Lingkaran dendam dan kekerasan ini tak akan pernah bisa dihentikan tanpa ada pendekatan khusus yang melibatkan tokoh adat, gereja, ataupun pemerintah daerah. (Bambang Purwoko)
Di sisi aparat, sikap emosional juga mungkin terjadi karena rasa stres dan tekanan berada di daerah konflik. Tekanan itu lebih berat saat mereka melihat ada sesama prajurit yang menjadi korban. Mereka juga akan berusaha melacak pelakunya. Serka Sahlan, misalnya, dibunuh dengan kejam beberapa kilometer sebelum Kampung Hitadipa. Pembunuhan diduga dilakukan oleh KKB.
”Lingkaran dendam dan kekerasan ini tak akan pernah bisa dihentikan tanpa ada pendekatan khusus yang melibatkan tokoh adat, Gereja, ataupun pemerintah daerah,” ujar Bambang.
Sementara itu, Kepala Pusat Penerangan TNI Mayor Jenderal Achmad Riad mengatakan, setiap prajurit yang ditugaskan di daerah konflik sudah memahami konsep jati diri TNI. Dalam jati diri TNI ini terkandung nilai tentara profesional yang mengikuti kebijakan politik negara yang menganut prinsip demokrasi, supremasi sipil, hak asasi manusia, ketentuan hukum nasional, dan hukum internasional yang telah diratifikasi.

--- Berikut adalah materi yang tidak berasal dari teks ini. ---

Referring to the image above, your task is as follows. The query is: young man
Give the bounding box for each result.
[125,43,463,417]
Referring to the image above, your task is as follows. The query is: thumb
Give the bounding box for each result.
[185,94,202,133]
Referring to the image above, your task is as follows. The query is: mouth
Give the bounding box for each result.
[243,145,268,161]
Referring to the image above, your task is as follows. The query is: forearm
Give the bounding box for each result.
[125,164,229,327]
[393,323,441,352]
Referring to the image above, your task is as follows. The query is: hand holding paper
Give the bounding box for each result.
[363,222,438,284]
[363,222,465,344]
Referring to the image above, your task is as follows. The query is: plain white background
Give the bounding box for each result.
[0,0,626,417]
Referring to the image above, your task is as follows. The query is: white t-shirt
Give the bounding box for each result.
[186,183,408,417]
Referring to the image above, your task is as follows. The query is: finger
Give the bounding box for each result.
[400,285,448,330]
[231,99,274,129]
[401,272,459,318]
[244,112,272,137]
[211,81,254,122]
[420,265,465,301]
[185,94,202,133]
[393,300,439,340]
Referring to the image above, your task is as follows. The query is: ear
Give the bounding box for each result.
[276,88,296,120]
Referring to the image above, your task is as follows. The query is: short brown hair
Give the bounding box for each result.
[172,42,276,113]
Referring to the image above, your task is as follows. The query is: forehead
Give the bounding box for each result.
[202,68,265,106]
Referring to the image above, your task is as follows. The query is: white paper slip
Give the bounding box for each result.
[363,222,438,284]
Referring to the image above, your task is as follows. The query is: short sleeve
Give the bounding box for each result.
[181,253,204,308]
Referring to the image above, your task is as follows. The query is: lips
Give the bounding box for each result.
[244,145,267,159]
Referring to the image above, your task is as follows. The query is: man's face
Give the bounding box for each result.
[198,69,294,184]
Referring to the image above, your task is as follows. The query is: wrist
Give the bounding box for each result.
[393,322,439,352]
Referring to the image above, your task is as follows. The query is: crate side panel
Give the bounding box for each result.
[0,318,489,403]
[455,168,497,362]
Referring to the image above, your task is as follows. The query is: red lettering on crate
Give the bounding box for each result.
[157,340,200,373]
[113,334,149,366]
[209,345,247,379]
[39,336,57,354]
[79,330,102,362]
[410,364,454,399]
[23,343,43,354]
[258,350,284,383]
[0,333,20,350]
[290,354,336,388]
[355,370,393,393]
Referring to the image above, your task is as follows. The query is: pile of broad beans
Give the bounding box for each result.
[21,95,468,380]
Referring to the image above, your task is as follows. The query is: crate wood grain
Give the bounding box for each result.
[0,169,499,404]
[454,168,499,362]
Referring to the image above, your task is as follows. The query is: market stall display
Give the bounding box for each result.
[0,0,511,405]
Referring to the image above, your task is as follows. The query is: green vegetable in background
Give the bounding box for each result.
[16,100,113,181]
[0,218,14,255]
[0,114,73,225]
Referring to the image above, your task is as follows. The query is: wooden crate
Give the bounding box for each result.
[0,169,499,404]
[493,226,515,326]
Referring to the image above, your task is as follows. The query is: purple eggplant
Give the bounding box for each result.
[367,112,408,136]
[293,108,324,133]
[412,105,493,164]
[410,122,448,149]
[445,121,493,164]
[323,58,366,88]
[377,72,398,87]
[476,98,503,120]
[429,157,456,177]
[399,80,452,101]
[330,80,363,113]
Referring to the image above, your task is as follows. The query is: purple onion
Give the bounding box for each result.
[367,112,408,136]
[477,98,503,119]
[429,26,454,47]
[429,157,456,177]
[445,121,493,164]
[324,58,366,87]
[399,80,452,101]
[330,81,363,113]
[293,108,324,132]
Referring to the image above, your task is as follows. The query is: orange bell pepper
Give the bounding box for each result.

Jika setiap prajurit memegang teguh jati diri tersebut, mereka akan bertugas di daerah konflik secara profesional dan menjunjung tinggi hak asasi manusia.
Terkait dengan dugaan kekerasan yang dilakukan anggota TNI terhadap sipil di Intan Jaya, ia mengatakan, pihaknya masih berpedoman pada temuan investigasi TGPF pemerintah. Pihaknya enggan mengomentari temuan dari pihak lain.
Pemerintah pun perlu lebih banyak berdialog dan mendengar aspirasi masyarakat Papua. Permintaan untuk menarik pasukan dari Intan Jaya untuk mengembalikan rasa aman perlu didengarkan.
Sembuhkan trauma
Hal yang paling utama saat ini adalah memutus lingkaran kekerasan di provinsi itu. Menurut Elisabeth, penegakan hukum yang transparan dan adil terhadap pelaku kekerasan kepada warga sipil menjadi langkah pertama yang dibutuhkan. Siapa pun pelaku kekerasan harus diproses hukum tanpa pandang bulu. Upaya ini penting untuk mengembalikan kepercayaan publik terhadap pemerintah.
Selain itu, pemerintah pun perlu lebih banyak berdialog dan mendengar aspirasi masyarakat Papua. Permintaan untuk menarik pasukan dari Intan Jaya untuk mengembalikan rasa aman perlu didengarkan. Trauma masyarakat Papua terhadap aparat perlu dipulihkan. Sebagai pemilik tanah adat, komunikasi yang baik mesti dibangun dengan masyarakat Papua dengan pendekatan yang lebih manusiawi.
Problem di Papua memang kompleks. Solusi komprehensif perlu dilakukan beriringan.